Nax · 2016-06-13T16:12:09Z

It implements CPUID using inline assembly, as well as a thin, cached layer of abstraction for common features.

Supported features:

SSE
SSE2
SSE3
SSSE3
SSE4.1
SSE4.2
AVX
AVX2

There is also vendor detection (Intel/AMD) and vendor string reporting.

No tests are provided, as the results of these method calls depends on the CPU model.

It implements CPUID using inline assembly, as well as a thin, cached layer of abstraction for common features. Supported features: * SSE * SSE2 * SSE3 * SSSE3 * SSE4.1 * SSE4.2 * AVX * AVX2 There is also vendor detection (Intel/AMD) and vendor string reporting. No tests are provided, as the results of these method calls depends on the CPU.

jhass · 2016-06-13T16:15:04Z

Mmh, interesting, is that in preparation for something? If not what are the common enough usecases for it to make sense in a languages standard library? Please keep in mind that every code we accept increases the technical debt and thus maintenance burden :) If we decide to not accept it makes a great shard for sure!

Nax · 2016-06-13T16:19:47Z

Indeed! We could use this to speed up critical portions of the standard library by branching at runtime to a different codepath, based on what extended instruction set the hardware provides. glibc does something similar internally to speed up critical parts, but it does not expose it.

The intended use case is for the std lib itself, actually, but other people may find an use for it too!

jhass · 2016-06-13T16:27:12Z

Sorry for being stubborn, but do you have something specific in mind already? Do LLVM intrinsics generate code that does similar things? If yes, what examples are there not covered by intrinsics?

Nax · 2016-06-13T16:37:20Z

This does not generate any code per se, it just allow you to detect what your CPU can and can't do at runtime. The goal here is to prevent the CPU to execute instructions it doesn't have support for. If you generate an AVX2-only codepath, for exemple, and your CPU doesn't support AVX2, it's gonna crash.

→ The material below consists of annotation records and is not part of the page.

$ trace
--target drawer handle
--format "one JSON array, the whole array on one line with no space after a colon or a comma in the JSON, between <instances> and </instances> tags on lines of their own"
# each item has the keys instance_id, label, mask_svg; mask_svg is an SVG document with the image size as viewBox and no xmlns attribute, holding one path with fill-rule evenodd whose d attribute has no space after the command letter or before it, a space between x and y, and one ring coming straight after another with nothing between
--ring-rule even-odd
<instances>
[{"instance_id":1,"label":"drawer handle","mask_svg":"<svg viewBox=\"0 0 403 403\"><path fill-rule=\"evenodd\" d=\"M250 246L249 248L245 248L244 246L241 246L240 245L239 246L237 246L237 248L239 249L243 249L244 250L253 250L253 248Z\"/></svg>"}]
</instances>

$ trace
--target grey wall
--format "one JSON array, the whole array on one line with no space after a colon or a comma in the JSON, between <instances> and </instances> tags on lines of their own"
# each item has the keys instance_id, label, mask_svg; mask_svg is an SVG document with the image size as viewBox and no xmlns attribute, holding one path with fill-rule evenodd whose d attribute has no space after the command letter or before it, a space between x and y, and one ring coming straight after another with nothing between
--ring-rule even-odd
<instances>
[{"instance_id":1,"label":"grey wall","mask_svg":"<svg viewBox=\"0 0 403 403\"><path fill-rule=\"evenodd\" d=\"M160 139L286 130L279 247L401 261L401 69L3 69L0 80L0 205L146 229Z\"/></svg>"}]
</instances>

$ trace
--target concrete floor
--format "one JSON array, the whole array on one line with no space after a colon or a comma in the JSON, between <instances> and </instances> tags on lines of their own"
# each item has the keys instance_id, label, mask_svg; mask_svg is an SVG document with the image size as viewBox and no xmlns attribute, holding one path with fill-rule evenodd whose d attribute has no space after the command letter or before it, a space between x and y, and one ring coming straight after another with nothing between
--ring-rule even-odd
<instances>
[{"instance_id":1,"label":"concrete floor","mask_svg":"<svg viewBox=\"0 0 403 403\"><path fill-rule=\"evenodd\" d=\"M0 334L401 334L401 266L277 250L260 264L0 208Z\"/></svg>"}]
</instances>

It's useful if you want to redistribute binaries. With x86_64, you can't use anything more recent than SSE2 if you plan on redistributing binaries, and it severely limits the performances in some heavy number crunching algorithms. This pull request allow you to bypass this restriction, by having more than one codepath, and branching on the fastest one that is supported on your platform, at runtime.

asterite · 2016-06-13T16:43:59Z

@Nax But this is only useful if you write inline assembly, right?

Nax · 2016-06-13T16:46:04Z

@asterite Unless we have something equivalent to C compilers's intrinsics, then yes.

jhass · 2016-06-13T16:46:20Z

Sorry to clarify, I meant whether LLVM intrinsics already do generate code which uses CPU feature detection to optimize.

Nax · 2016-06-13T16:48:46Z

@jhass No, LLVM won't do that. You can ask it to emit extended instructions, but it will not insert runtime checks on it's own.

jhass · 2016-06-13T16:50:39Z

src/cpu.cr

+  @@features = Features::None
+
+  def self.cpuid(fn : Int32, subfn : Int32 = 0)
+    buf = [0_u32, 0_u32, 0_u32, 0_u32]


Should this rather be a StaticArray?

Aren't StaticArray bound to the stack? I supposed they could not be returned from methods.

Ah well, yes. They can be returned but then a copy is returned from my understanding. Might still be faster than a heap allocation?

They can, they are passed by copy

Oh okay, then I will change to StaticArray. Indeed, copying 128 bits should be way faster than allocating.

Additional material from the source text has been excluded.